I dolori (di pancia) cominciano subito dopo, con il singolo apripista “Speed Of Light”: un brano senza infamia e senza lode, scelto per essere proposto alle radio evidentemente più in funzione della sua durata (uno dei pochi a non superare i 6 minuti) che per l’effettivo impatto che riesce a generare. E nonostante la relativa brevità, la canzone è ben esemplificativa delle ‘fitte’ appena avvertite: il riff sa di già sentito, il ritornello non è particolarmente incisivo, consegna un Bruce Dickinson in evidente difficoltà e risulta a tratti quasi fastidiosa per i tentativi continui (e inutili) dei già citati 3 chitarristi di avere la meglio l’uno sull’altro.

La stessa sindrome affligge in parte le successive “The Great Unknown” e “The Red And The Black”: partono entrambe lente, riflessive, per poi dare ampio sfogo strumentale a tutti gli elementi della band, solo che qui di ciccia – rispetto a pochi minuti fa – ce n’è abbastanza da non far caso al resto. “When The River Runs Deep” ricorda – a tratti – la più attempata “Be Quick Or Be Dead”: il che vuole essere solo una nota a margine, perchè il pezzo in realtà fila liscio senza inciampare su se stesso, concedendo anzi qualche piacevole ‘break’ che favorisce l’imbeccata (di chi ascolta). Arriva quindi con la title-track “The Book Of Souls” il momento di chiudere, a metà, il percorso inaugurato niente meno che 50 minuti fa: se l’intento di un brano che nel titolo riporta l’intestazione dell’album cui si riferisce è esserne la massima esemplificazione, allora l’esperimento è riuscito ma non del tutto. Se invece togliamo di mezzo la premessa, allora il discorso si sviluppa diversamente: il duo Gers-Harris cucina un pasto onesto, condito di quell’epicità che tanto piace agli ultimi Iron Maiden che però – stavolta gli va riconosciuto – non stuccano.

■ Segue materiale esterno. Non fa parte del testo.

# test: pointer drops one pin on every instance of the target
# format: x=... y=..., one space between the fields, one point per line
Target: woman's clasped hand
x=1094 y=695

Il livello medio delle mie aspettative, che finora erano state rispettate ma non del tutto, si alza spudoratamente al cospetto di “Death Or Glory”: la prova (del nove) che, laddove qualcuno possa dubitarne, a Bruce Dickinson e compagni basta davvero poco per rimarcare ancora una volta i canoni di un genere che hanno contribuito ad inventare e portare ai massimi livelli. Eccezion fatta per la bellissima “Tears Of The Clown”, dedicata all’attore Robin Williams e saltando a piè pari “Shadows Of The Valley” (prima) e “The Man Of Sorrows” (poi) – due riempitivi – il disco arriva a conclusione riallacciandosi con l’ultima “Empire Of The Clouds” al disegno lasciato interrotto dai tempi di “Powerslave”: senza limitarsi a scimmiottarne gli intenti e riproporne gli stilemi, l’ultima traccia di questo “The Book Of Souls” è un gioiello di quasi 20 minuti di durata in grado, da solo, di spazzar via buona parte dei dubbi fioccati come funghi negli ultimi anni. Gli Iron Maiden sono cambiati e non poco nel tempo, ulteriore conferma ne è quest’ultima uscita: tra più di qualche incertezza e diverse scelte infelici riescono comunque a farsi volere ancora bene e rispettare, con la certezza – mi direte poi se non avevo ragione – che questo non verrà ricordato come il loro commiato.